1556 Chron. Gr. Friars (Camden) 51 The xxti day of the same monyth after came in the lorde amrelle of France un to Grenwych with xiiij. goodly gallys, and many other sheppes, and there was shotte many gonnys. Ibid. 62 On Bartylmew evyne was shott dyvers goonnes at the gattes in London.
[other examples omitted]
c. fig.
1535 LATIMER Serm. (1584) 2 What great peeces [sc. of ordnance] hath he [the devil] had of Bishoppes of Rome, which haue destroyed whole Citties and countries, and haue slayne and brent many! what great Guns were those!
[other examples omitted]
2. In the 15th c. used somewhat vaguely for a large engine of war, often translating words meaning ‘mangonel, ballista, battering-ram’. Obs.

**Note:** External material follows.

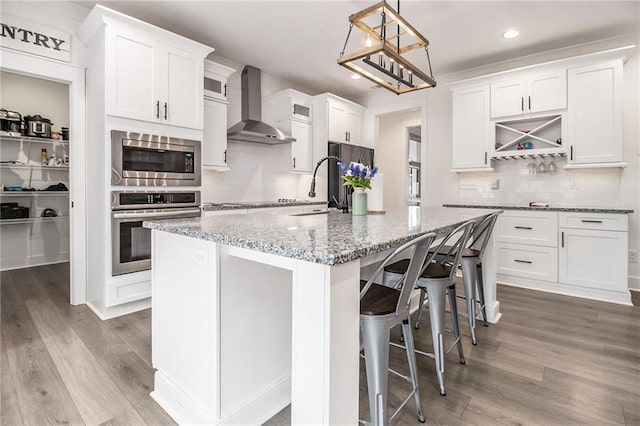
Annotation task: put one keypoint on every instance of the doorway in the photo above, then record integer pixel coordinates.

The commonly cited example in K. Alis. 3268 is due to the scribe of the 15th c. Lincoln's Inn MS., the reading in MS. Laud 622 being gynnes.
c1400 Rom. Rose 4176 They ne dredde noon assaut Of ginne, gunne, nor skaffaut.
[other examples omitted]
3. a. (Originally HAND-GUN.) Any portable fire-arm, except the pistol; a musket, fowling-piece, rifle, etc. (Quot. 1495 may belong to sense 1.)
1409 Excheq. Accts. Q.R. Bundle 44 No. 17 (P.R.O.), iij. canons de ferro ove v. chambres, un handgone.
[other examples omitted]
b. A pistol or revolver. orig. U.S.
1744 A. HAMILTON Itin. (1907) 150 ‘Then surely you had needs ride with guns’ (meaning my pistols).
[other examples omitted]
[some modern usages omitted]
4. A missile hurled from an engine of war. Obs.
c1385 CHAUCER L.G.W. 637 Cleopatra, With grysely soun out goth the grete gonne, And heterly they hurtelyn al atonys, ffrom the top doun comyth the grete stonys.
[many other colloquial and transferred meanings omitted]"
Gee, if anyone's still reading at this point (hey, wake up, Stormborn! This was for your benefit!), can you guess what I used to do for a living?